Die Worte formulieren
Auch wenn wir gerne über uns denken, dass wir alles alleine im Griff haben, brauchen wir alle irgendwann Hilfe, um erfolgreich und zufrieden zu sein. Diese Frage nach Hilfe sollten wir auch wirklich formulieren! Unsere vielleicht niederschwellig bestehende Erwartung, dass unsere Mitmenschen von sich aus Hilfe anbieten, ist grösstenteils unberechtigt. Zum einen ist es selbst für sehr nahestehende Personen schwierig, unausgesprochene Bedürfnisse zu erkennen. Zum anderen kommt ungefragte Hilfe und ungefragter Rat selten gut an! Wenn man hingegen die Worte: «Kannst du mir helfen?» formuliert und dem gegenüber somit die Chance gibt, persönlich einen wertvollen Unterschied zu leisten, erhalten wir die Hilfe viel eher.
Referenzen:
Dunn, E. W., Aknin, L. B., & Norton, M. I. (2008). Spending Money on Others Promotes Happiness. Science, 319(5870), 1687-1688.
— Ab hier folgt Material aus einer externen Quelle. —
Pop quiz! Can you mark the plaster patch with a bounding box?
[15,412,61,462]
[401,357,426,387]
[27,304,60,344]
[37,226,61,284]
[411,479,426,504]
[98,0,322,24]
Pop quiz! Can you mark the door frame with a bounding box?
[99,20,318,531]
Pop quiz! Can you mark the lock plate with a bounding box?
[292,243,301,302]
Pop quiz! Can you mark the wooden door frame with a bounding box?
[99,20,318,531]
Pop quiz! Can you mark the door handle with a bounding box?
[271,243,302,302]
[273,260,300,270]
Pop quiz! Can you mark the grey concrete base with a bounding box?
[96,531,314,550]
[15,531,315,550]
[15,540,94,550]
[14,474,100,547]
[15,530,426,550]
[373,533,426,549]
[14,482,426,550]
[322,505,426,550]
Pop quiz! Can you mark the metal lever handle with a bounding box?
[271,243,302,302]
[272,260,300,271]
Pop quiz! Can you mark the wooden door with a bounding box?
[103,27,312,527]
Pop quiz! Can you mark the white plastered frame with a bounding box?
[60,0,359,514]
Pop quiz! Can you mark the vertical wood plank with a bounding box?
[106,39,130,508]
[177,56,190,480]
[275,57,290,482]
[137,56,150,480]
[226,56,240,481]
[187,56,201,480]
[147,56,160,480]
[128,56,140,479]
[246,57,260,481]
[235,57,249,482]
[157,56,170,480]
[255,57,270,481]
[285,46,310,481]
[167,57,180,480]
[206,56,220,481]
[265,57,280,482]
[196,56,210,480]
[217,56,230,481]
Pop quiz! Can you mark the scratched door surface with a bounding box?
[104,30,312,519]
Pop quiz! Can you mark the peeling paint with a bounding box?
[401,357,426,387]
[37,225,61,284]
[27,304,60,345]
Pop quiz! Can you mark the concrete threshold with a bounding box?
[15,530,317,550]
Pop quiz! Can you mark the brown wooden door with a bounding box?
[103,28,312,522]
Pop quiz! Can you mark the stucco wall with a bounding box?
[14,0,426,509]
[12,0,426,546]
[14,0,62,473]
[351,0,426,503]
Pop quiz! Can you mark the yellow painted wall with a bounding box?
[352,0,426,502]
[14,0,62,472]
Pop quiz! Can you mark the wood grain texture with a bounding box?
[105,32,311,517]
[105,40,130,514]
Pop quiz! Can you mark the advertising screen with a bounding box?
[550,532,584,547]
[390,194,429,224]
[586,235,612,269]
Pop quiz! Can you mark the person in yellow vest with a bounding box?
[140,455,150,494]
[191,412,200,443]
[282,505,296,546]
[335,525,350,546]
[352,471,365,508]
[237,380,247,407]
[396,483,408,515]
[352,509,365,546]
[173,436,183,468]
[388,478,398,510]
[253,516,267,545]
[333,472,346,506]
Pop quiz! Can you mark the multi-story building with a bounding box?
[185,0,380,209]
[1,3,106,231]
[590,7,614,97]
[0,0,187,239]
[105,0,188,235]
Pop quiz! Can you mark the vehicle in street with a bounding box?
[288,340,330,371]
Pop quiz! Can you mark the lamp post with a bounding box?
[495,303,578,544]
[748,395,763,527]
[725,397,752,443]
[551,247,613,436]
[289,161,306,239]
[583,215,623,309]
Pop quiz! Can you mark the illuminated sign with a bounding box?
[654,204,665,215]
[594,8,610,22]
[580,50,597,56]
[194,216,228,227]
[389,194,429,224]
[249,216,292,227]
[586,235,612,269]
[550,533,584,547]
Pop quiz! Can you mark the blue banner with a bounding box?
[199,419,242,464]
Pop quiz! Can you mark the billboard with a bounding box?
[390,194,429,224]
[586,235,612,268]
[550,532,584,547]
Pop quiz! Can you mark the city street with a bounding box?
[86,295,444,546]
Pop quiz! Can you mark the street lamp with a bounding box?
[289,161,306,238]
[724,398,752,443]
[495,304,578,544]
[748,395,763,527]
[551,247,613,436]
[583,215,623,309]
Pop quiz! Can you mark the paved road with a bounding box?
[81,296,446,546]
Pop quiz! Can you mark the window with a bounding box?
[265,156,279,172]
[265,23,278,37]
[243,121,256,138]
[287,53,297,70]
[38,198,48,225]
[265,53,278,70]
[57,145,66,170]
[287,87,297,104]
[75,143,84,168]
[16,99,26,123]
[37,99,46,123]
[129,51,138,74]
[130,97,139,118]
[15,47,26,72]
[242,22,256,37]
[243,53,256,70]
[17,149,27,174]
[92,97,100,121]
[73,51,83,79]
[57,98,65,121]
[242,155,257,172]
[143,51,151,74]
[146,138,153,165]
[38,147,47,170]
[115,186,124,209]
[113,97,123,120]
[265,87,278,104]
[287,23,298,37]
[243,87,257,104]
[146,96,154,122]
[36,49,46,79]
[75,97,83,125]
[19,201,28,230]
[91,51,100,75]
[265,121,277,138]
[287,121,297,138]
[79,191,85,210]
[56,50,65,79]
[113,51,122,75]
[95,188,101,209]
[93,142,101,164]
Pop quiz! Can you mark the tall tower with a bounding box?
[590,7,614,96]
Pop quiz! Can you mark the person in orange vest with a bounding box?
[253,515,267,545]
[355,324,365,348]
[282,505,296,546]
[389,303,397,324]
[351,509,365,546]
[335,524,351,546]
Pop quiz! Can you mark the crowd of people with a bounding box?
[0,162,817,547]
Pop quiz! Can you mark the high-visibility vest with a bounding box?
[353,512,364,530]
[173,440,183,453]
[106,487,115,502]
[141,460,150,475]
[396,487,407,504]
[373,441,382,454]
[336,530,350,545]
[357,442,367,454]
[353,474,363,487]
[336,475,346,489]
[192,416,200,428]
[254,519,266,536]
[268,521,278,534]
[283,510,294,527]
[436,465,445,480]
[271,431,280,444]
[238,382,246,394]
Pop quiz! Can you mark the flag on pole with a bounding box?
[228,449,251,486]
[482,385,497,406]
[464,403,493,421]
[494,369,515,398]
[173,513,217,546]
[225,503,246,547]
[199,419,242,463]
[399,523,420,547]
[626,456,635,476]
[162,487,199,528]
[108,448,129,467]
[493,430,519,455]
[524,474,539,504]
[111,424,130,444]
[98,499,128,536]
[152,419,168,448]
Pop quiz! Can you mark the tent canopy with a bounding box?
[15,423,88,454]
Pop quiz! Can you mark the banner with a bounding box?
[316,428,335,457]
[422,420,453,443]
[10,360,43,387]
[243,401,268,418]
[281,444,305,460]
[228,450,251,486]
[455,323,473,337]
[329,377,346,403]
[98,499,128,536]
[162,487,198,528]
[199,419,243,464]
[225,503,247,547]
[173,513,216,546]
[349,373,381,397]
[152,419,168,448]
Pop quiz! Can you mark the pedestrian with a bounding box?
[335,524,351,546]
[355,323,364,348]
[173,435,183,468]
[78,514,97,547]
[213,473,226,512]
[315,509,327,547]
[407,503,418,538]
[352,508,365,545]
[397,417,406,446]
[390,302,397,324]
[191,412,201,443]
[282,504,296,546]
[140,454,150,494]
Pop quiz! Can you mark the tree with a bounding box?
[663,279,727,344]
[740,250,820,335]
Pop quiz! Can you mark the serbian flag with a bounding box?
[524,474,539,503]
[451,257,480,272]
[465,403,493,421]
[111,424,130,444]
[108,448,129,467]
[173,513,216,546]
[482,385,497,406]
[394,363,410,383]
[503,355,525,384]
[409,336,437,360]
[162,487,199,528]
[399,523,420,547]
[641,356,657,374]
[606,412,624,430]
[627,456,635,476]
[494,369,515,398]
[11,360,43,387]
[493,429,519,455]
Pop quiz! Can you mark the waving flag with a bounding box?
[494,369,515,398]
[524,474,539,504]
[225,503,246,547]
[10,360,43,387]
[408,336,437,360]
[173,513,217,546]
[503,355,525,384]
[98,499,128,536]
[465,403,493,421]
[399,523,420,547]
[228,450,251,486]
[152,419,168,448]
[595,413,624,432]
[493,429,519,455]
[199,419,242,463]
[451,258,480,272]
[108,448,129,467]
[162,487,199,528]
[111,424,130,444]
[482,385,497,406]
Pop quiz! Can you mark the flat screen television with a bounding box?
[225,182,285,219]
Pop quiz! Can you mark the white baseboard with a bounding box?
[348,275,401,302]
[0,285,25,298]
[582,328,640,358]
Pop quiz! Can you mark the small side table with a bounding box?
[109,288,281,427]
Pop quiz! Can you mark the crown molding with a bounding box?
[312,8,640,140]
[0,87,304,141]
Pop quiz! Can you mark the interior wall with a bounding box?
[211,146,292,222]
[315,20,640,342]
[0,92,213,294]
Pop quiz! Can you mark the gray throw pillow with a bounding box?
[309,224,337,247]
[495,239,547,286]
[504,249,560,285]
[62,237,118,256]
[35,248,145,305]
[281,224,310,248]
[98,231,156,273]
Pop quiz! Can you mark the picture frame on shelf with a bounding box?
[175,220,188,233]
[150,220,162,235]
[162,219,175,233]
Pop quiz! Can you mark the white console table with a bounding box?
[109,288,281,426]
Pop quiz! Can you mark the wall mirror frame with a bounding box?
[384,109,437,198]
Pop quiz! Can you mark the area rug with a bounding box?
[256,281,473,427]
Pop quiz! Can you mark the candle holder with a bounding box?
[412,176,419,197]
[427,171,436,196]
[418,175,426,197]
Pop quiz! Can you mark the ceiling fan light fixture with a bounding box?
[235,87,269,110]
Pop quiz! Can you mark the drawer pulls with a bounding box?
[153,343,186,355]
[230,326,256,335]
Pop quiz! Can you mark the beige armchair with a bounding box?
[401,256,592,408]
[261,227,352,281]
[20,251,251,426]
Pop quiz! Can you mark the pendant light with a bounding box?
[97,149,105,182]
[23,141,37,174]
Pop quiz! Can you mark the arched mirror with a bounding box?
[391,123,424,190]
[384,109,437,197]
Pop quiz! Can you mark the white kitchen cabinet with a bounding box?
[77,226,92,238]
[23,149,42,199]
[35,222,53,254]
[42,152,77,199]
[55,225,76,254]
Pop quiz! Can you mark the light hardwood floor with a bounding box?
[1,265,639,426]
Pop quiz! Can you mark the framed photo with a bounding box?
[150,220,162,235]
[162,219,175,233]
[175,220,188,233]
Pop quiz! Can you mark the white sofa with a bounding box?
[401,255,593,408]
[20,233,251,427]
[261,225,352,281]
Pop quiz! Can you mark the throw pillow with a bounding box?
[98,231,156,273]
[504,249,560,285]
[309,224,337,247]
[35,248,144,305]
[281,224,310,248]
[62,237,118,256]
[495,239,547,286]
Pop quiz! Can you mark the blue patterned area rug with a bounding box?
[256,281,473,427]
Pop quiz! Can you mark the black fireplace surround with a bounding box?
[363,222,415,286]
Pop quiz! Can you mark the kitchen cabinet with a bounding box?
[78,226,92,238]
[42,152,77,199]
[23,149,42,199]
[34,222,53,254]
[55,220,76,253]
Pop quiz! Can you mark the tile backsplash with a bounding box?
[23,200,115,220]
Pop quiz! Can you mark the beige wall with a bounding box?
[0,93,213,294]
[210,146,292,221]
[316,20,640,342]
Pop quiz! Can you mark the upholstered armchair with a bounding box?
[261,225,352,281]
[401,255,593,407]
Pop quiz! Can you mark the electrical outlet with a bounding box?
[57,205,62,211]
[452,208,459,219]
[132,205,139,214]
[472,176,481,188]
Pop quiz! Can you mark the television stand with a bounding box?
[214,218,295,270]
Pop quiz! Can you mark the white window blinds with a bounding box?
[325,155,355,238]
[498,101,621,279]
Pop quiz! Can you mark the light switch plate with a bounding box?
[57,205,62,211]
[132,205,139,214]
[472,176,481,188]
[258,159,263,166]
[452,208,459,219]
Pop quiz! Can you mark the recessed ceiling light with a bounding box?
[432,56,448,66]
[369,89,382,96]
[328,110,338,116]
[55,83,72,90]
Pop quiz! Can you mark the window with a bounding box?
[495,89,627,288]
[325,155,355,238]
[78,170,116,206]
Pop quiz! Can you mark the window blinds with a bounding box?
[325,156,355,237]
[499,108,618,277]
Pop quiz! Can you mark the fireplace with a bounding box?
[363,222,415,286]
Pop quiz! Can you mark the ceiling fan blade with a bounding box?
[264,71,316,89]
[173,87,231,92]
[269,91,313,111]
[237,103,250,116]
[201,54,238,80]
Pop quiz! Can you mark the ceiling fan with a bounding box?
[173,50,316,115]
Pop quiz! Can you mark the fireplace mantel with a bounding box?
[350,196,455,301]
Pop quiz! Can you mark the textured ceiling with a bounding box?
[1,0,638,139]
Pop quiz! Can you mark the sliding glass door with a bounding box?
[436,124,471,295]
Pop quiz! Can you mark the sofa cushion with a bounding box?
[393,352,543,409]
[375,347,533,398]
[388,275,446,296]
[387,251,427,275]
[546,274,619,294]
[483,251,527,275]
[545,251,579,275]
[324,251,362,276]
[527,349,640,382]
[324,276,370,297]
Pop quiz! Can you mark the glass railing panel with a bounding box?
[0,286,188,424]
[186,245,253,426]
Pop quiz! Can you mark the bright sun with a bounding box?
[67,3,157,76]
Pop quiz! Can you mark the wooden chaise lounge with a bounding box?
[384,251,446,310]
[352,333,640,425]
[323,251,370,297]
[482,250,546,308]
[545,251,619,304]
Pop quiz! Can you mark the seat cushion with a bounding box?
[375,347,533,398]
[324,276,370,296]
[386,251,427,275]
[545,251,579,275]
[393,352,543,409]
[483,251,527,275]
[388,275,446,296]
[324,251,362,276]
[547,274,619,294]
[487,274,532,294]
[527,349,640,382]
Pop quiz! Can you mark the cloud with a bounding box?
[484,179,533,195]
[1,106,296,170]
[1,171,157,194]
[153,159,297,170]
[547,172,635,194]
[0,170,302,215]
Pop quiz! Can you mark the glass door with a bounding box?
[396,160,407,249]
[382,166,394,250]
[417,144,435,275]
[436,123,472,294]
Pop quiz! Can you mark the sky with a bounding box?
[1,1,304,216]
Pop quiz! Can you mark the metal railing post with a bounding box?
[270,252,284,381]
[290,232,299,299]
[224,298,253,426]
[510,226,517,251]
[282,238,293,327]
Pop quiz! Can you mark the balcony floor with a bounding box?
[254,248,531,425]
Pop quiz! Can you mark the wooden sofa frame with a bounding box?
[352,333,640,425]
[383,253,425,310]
Gesundheitsförderung Schweiz, (2020). Soziale Ressourcen. Förderung sozialer Ressourcen als wichtiger Beitrag für die psychische Gesundheit und eine hohe Lebensqualität.
Halvorson, H. G. (2018). Reinforcements: How to Get People to Help You. Harvard Business Review Press.
TED Salon: Brightline Initiative (Hrsg.). How to ask for help – and get a “yes” from Heidi Grant. [Video].
TED Conference (Hrsg.). (2019). Helping others makes us happier – bit it matters how we do it from Elizabeth Dunn. [Video].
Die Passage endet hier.